RealFakeNews is a dataset of over 108,000 news samples, created to support the development of models that detect misinformation. Each entry contains a short news article along with a label indicating whether it’s real or fake.


What's in the Dataset?

  • Samples: 108,032
  • Columns:
    • text: News content (string)
    • label: Classification label (string: REAL or FAKE)
  • Language: English
  • Format: CSV
  • License: CC BY‑NC‑SA 4.0

Label Distribution

Label Meaning Count
REAL Real News 64,641
FAKE Fake News 43,391

The dataset is slightly imbalanced, with more real news than fake news entries.


Use Cases

  • Fake news classification
  • NLP experiments on misinformation
  • Training and fine‑tuning transformers (e.g., BERT, RoBERTa)
  • Evaluation using classification metrics like Accuracy, F1-score, ROC-AUC

Sample Entry

{
  "text": "From India Censoring Internet Archive To No Night On Aug 12: Not Real....No! Banks are NOT charging Rs 150 after 4 transactions on...",
  "label": "FAKE"
}

⚠️ Warning

  • Misinformation Risk: This dataset includes content labeled as "FAKE" that may contain false or misleading information.
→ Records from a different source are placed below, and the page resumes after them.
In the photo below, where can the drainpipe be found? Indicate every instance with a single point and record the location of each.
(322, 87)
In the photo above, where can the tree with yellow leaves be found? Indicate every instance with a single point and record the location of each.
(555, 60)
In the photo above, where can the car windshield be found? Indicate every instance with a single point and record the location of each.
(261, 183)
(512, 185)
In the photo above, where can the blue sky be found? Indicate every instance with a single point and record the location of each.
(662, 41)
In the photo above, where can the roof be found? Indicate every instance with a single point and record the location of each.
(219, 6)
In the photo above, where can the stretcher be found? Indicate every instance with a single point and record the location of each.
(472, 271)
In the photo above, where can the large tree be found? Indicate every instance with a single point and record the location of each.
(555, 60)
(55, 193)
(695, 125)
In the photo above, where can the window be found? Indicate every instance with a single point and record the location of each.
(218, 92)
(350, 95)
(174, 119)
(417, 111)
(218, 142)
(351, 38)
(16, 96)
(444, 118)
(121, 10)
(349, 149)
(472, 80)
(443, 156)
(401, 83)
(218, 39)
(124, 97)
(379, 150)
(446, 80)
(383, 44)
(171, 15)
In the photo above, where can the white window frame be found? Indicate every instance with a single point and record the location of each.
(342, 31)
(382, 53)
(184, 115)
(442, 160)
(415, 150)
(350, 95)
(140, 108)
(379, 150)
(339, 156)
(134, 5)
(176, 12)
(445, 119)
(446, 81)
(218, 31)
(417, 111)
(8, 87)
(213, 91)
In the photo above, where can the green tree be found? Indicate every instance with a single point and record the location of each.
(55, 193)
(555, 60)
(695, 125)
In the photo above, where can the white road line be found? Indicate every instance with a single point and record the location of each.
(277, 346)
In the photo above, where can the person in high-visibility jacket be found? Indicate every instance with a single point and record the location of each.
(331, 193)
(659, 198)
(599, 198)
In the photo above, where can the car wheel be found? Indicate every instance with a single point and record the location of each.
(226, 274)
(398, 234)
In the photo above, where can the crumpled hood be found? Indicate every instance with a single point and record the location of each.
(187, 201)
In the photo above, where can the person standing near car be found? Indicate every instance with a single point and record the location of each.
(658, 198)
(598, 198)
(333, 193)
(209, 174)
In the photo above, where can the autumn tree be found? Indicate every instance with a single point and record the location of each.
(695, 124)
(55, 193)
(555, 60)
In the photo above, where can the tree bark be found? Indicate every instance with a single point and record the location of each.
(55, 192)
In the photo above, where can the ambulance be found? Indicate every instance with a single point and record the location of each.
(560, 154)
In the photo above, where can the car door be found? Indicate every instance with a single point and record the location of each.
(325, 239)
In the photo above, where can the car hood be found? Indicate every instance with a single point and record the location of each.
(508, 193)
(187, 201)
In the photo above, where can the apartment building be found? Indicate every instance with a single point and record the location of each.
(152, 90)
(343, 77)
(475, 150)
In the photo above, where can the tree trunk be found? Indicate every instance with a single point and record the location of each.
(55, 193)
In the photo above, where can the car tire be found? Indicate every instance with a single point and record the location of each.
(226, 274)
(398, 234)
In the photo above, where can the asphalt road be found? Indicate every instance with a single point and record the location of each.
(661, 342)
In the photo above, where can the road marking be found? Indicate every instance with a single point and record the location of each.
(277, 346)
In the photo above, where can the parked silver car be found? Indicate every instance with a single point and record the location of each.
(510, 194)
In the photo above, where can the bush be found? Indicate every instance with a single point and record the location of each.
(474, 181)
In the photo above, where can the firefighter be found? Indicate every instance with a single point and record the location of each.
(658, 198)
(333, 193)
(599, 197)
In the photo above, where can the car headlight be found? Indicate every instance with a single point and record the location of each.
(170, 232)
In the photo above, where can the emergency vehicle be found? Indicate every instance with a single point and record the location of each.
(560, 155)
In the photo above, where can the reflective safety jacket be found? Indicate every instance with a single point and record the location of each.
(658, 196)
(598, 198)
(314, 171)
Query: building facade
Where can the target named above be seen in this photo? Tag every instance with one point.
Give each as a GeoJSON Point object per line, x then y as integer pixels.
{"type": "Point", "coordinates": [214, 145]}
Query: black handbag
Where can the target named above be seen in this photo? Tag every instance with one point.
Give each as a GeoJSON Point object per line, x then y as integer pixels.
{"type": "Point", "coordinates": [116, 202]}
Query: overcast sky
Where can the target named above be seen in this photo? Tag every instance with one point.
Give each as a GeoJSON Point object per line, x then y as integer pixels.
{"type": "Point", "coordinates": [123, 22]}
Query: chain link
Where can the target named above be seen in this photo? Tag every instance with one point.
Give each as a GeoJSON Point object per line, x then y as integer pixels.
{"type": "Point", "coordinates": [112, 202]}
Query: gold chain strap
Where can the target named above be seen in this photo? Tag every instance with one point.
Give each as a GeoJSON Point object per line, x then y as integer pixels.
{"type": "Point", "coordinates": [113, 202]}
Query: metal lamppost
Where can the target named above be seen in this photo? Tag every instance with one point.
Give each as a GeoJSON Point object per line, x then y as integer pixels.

Even "REAL" entries may not be fully accurate or current.
  • Not for Automated Fact-Checking: Models trained using this dataset should not be used to make critical decisions or perform real-world fact-checking without human oversight.
  • Potential Bias: While the data comes from a range of sources, biases may still exist in topic selection, language, or cultural framing.
  • Research & Educational Use Only: This dataset is intended strictly for non-commercial research and educational purposes. Commercial use requires separate permission.

Use this dataset responsibly and with awareness of its limitations.